> Maybe if enough of these "minimal browsers" show up, people might even realise that basic HTML and CSS is quite sufficient for a lot of things and start creating simpler, more efficient sites, thus dissolving the monopoly.
I feel like some initiative to establish a super 'light' version of the html/css specs might be a very good thing...browsers are so far gone out of the hands of individual coders or even small teams now because of their complexity.
This is something I had been pondering. Rather than making a new 'standard' based on a new technology and thus expanding the standards base with complexity, we can go the other way.
Make a specification based on old tried and tested tech. Thinking something like a set HTML/CSS specs that can be implemented fairly easily. It is a spec that is essentially something a website can be built to knowing that end browsers/users can anticipate being able to render. It doesn't need anything new to be added into current browsers but it is simply enough that others can built their browser too.
A vague standard I figured would be that a single person should be able to implement the full spec from the ground up in about one years full time work. If done in a group in a free/open manner it could theoretically be done quicker. That said there is the old joke. Two programmers can do in two months what one programmer can do in one month.
Though I think you're restricted in feature selection more by reality than by specifications. CSS is designed with assumption of designer competence, which modern webdev struggles to achieve, a better strategy is to replace CSS with semantic markup and this way integrate with user styles.

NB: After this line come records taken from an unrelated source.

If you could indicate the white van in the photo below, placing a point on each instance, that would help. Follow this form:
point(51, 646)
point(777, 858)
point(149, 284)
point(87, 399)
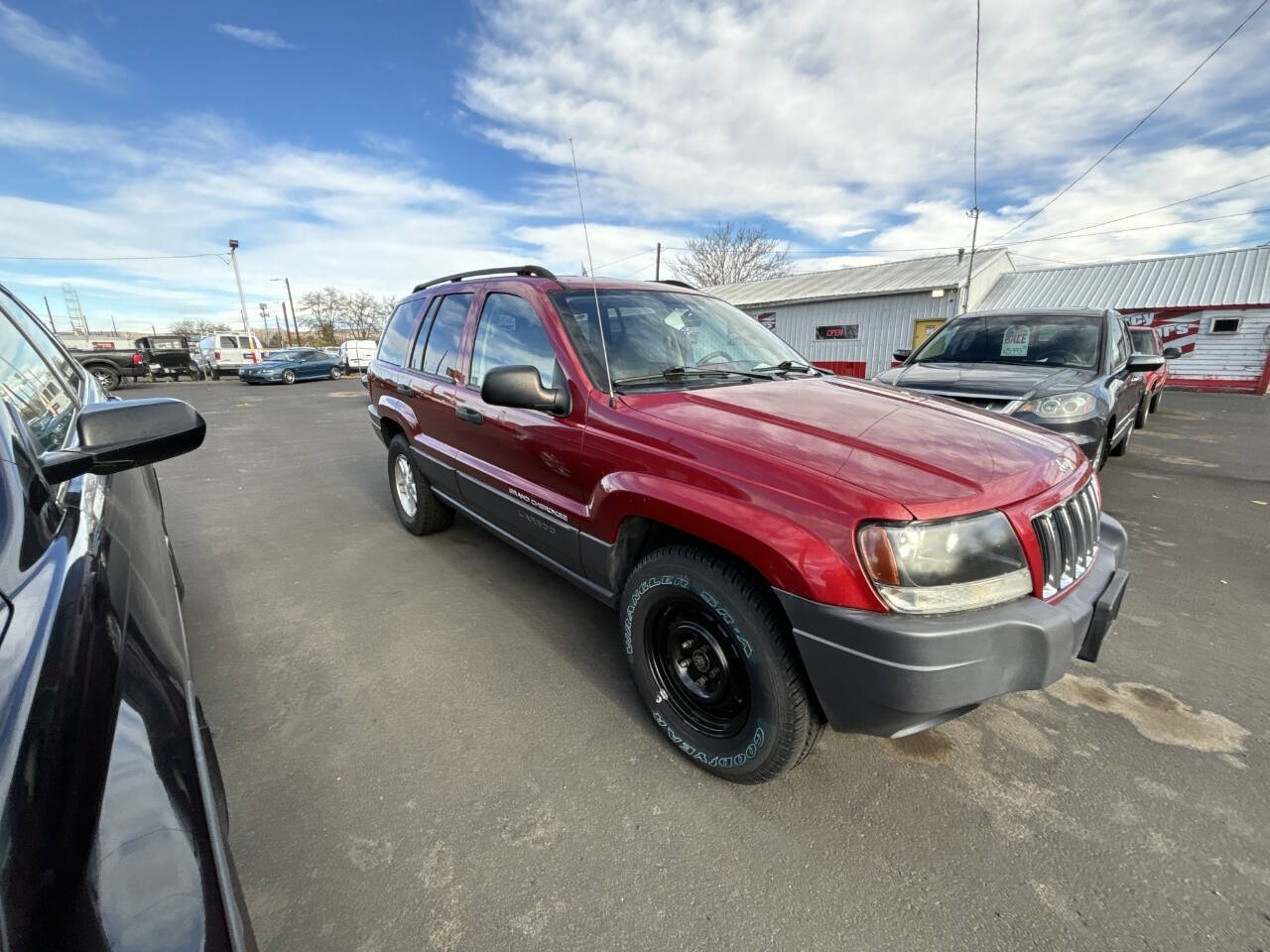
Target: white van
point(357, 354)
point(225, 353)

Piggybacking on this: there's a lot of redundancy in the Web specs, so it may actually be fruitful to start with features which are more expressive/consistent and leave the older ones to polyfills.
For example, if we want JS then it might be worth tackling that first, and bootstrapping the rest (e.g. rendering to one big canvas to begin with).
I feel like some initiative to establish a super 'light' version of the html/css specs might be a very good thing...browsers are so far gone out of the hands of individual coders or even small teams now because of their complexity.